Polozov told about expected sentence for Chiygoz

Within press conference 'Unconquered ... February 26 - Day of Crimean Resistance to Russian occupation,' lawyer of Ahtem Chiygoz told about the fate of his client, and Refat Chubarov answered whether Kremlin bargained with Crimean Tatar leaders.

30 January 2016 12:00

On January 29, 2016, a press conference devoted to the Russian occupying power's crackdown on the Crimean Tatar activists with regard to the February 26 political case, as well as the anniversary of the detention of Ahtem Chiygoz, one of the leaders of Crimean Tatars, took part in Kyiv. During the event, a video conference was carried out with Nikolai Polozov, lawyer of Ahtem Chiygoz. He talked about the expected fate of his client.

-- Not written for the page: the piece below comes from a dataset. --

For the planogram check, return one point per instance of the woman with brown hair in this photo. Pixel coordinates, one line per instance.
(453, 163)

"Of course, there will be guilty verdicts because the cases are political and they will be resolved not by a court, but by the Kremlin. There has never been so, even under Putin's rule, that a political case has gone through a fair, honest, adversary court, and a man has suddenly been justified. With regard to Ahtem Chiygoz, the situation is even more difficult for the reason that Russia does not recognize the political prisoners in Crimea, even in the context of the Minsk Agreements. The Russian Federation believes that what is happening in Crimea is its internal matter, and negotiates with the rest of the world from this position," said Nikolai Polozov.

According to him, Ahtem Bey is entirely dependent on the decisions made by the Kremlin, so it makes sense to put pressure on the Kremlin using foreign leverage.

In his turn, Refat Chubarov, Chairman of the Mejlis of Crimean Tatars, answered the questions of a QHA correspondent whether the Kremlin bargained with the leaders of Crimean Tatars as for the prisoners.

"Putin couldn't care less about it, excuse me for such non-diplomatic expression. We know that it has never been otherwise under Putin's rule. And knowing that the hostages are illegal, even under the Russian legislation, they will further worsen the living conditions of those people, whom they supposedly care about," said Chubarov.

Nikolai Polozov also added that the penalty under Part 1, Article 112 of the Russian Criminal Code in previous edition (Ahtem Chiygoz accused of) provides for 4 to 10 years sentence in prison. However, in April 2015, this article has been amended for 8 to 15 years sentence (premeditated murder).